Advertisement
  1. Florida Politics
  2. /
  3. The Buzz

Florida elections officials puzzle over report their systems were left online

The report in Vice News identified six Florida counties, plus one that researchers couldn’t identify.
Early voting in Miami. [MIAMI HERALD]
Early voting in Miami. [MIAMI HERALD]
Published Aug. 8, 2019

Several Florida elections supervisors are disputing a report in Vice News on Thursday that claimed their elections systems were susceptible to hacking because they were left online, possibly for months.

The report, citing the work of a group of elections security experts, claimed seven Florida counties had exposed their systems. The six counties named in the story are Bradford, Charlotte, Flagler, Wakulla, Miami-Dade and Pasco counties. Researchers told Vice they were unable to identify the seventh county.

But two of those counties, Miami-Dade and Wakulla counties, are disputing the report.

Miami-Dade County’s Deputy Supervisor Suzy Trutie denied the report. She referred reporters to the county’s election security fact sheet, which says the vote tabulation server is held in an isolated network without internet access.

Others contacted by the Times/Herald were unaware of the Vice story or hadn’t had time to read it.

Brian Corley, Pasco County’s supervisor of elections, said it wasn’t his office’s practice to continuously connect the election system to the internet. But he did say that his office deliberately connected the election system to the web during testing and on election night when precincts transmit the unofficial results.

“I would need the time frames and the IP addresses referenced in the article to be able to comment further,” Corley said in an email to the Times/Herald.

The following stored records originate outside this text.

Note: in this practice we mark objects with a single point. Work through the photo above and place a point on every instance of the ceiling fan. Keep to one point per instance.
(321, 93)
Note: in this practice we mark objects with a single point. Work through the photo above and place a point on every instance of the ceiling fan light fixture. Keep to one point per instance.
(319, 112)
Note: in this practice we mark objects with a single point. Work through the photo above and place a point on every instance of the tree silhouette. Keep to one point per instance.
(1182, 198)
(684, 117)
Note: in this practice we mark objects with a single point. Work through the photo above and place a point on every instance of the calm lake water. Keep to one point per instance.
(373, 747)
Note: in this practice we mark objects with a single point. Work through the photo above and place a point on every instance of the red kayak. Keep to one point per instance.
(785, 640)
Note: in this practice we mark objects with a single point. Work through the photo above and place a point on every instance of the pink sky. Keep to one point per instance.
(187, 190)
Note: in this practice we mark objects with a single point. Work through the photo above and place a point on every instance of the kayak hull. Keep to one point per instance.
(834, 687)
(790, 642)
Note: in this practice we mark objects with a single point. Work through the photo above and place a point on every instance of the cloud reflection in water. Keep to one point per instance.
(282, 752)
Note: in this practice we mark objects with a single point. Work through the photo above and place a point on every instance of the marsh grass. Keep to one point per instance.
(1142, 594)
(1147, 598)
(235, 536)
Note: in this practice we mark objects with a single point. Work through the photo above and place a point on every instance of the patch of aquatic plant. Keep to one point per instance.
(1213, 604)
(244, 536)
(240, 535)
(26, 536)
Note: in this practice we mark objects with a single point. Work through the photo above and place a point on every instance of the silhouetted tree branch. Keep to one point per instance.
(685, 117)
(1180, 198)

Another county, Bradford, said that its system was online for about a day this week for routine maintenance. But the rest of the time, it’s disconnected.

“Our elections server is shut down virtually all the time,” said Bradford County Supervisor Terry Vaughan. “It’s kind of bad luck on our part. The one time we happen to have the server turned on was when (Vice researchers) were looking for it.”

A spokeswoman for Florida Secretary of State Laurel Lee, who oversees the state’s decentralized elections system, said the department is “reviewing the report.”

“Any weaknesses that are identified will be addressed prior to the 2020 elections,” Sarah Revell said in a statement.

Vice’s report said 10 experts on election security had identified 35 back-end systems in 10 states that had been left online, some for up to a year.

The systems are made by voting machine manufacturer Election Systems & Software, and they are designed to collect encrypted vote totals from voting machines on election night, according to the Vice report.

The data it collects is used to provide quick — but unofficial — results on election nights, so that the public, reporters and candidates can call races. Official results are typically stored on memory cards on the machines themselves. They are tabulated later by elections workers, Vice noted.

While the devices are online, they have firewalls intended to keep people from intruding into the connection, according to Vice, which noted that firewalls are not necessarily foolproof.

Normally, the systems are supposed to be online for brief periods, then disconnected from the internet.

Wakulla County Elections Supervisor Henry “Buddy” Wells hadn’t seen the story but didn’t believe his system was left online.

“I’m shocked,” he said. “None of our elections systems are tied into the outside world.”

Bradford County’s Vaughan said that one of the researchers Vice noted called his office on Wednesday asking for publicly available information on the server. But no reporter from Vice had contacted him, and he didn’t know a story was being written about it.

He said there was no penetration of the system while it was online this week. But he said he would be following up with his election system vendors.

“Frankly, we want to know if there’s something that needs to be addressed,” he said.

Herald staff writer Samantha J. Gross contributed to this report.